I How do I compare a model to logarithmic data?

Tags:
1. Dec 7, 2016

Jules Winnfield

I have a model which is quadratic (e.g. $y = k x^2$). I'm comparing it against a large set of data (galaxy cluster masses) which spans several Log10 decades (e.g. $10^{11}$ to $10^{15}$ solar masses). What is the right way to say how good the data fits the model? Obviously the errors in the heavier galaxy clusters are going to count for more than the errors in the lighter clusters if I compare on a linear scale.

Is it valid to convert the errors and values using a Log10 operation and perform a chi-square or r-square on those values?

Last edited: Dec 7, 2016
2. Dec 7, 2016

Stephen Tashi

Is $k$ a given constant or is part of the question how to find $k$ by fitting that form of a model to the data ?

That isn't well posed mathematical question unless you also specify a model for how data deviates from the model $y = kx^2$.

For example, one model is that the $y = kx^2$ is always correct and that deviations of the model $y = kx^2$ from the data are due to measurement errors in $x$ or $y$. If you use the usual sort of regression to fit the model to the data, you assume there are errors in measuring $y$, but no errors in measuring $x$.

Another model would be that there are no errors in measuring $x$ and $y$ and that the deviations of $y$ from the observed data are due to the fact that the model is designed to predict the mean value of a population.

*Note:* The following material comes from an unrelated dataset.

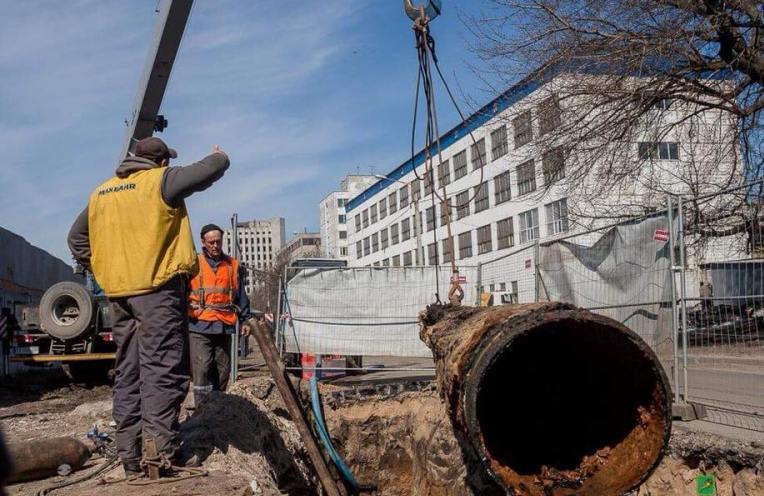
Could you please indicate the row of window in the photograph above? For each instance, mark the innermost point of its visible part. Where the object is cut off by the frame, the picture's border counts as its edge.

So the difference of the observed values of y from the predicted mean values of y are not "errors", they are just a "deviations" in the population that are actually present.

A simplified model of the "errors" or "deviations" in $y$ would be that they have a normal distribution with mean 0 and a standard deviation $\sigma$ that is the same for all values of $x$. A different model would be that the logs of the "errors" or "deviations" have a normal distribution with similar parameters. There is obviously a difference between those two models. What does the science behind the model say about the nature of the errors or deviations ?

3. Dec 8, 2016

Jules Winnfield

The exact form of the model is:$$M(r)=\frac{k r^2}{G}$$$k$ and $G$ are known. I have a bunch of data from galaxy clusters that gives me the observed mass. I want to know how my model compares to the observations. The observed masses cover a range of $10^{11}$ to $10^{15}$ solar masses so $\chi^2$ won't work because the more massive clusters will weigh more than the lighter ones. There are errors both in the measured $r$ and $Mass$. What is the best way to say how good a fit my model is to the observed data?

Last edited: Dec 8, 2016
4. Dec 8, 2016

Stephen Tashi

How do you define "good"? If you can't define "good" precisely, perhaps you can give examples of how one way can be "better" than another.

The discipline of mathematical statistics does not define or provide a universally "good" or best way to measure the fit of a data to a model.

If you are asking for a way to measure the fit that is good in the sense of being effective human-to-human communication then look in scientific journals that are read by the audience for your work and see how papers in those journals report the fit of data to models. If the purpose is human-to-human communication, you can report the fit of the data to the model in ways that are traditional. For example, you can report the mean square error between M-observed and M-predicted. You can report the fit of the model to data in more than one way. You can report the mean square error in M and also report the mean square error in log(M).

Since you mention chi-square, are you intending to do a hypothesis test of some sort?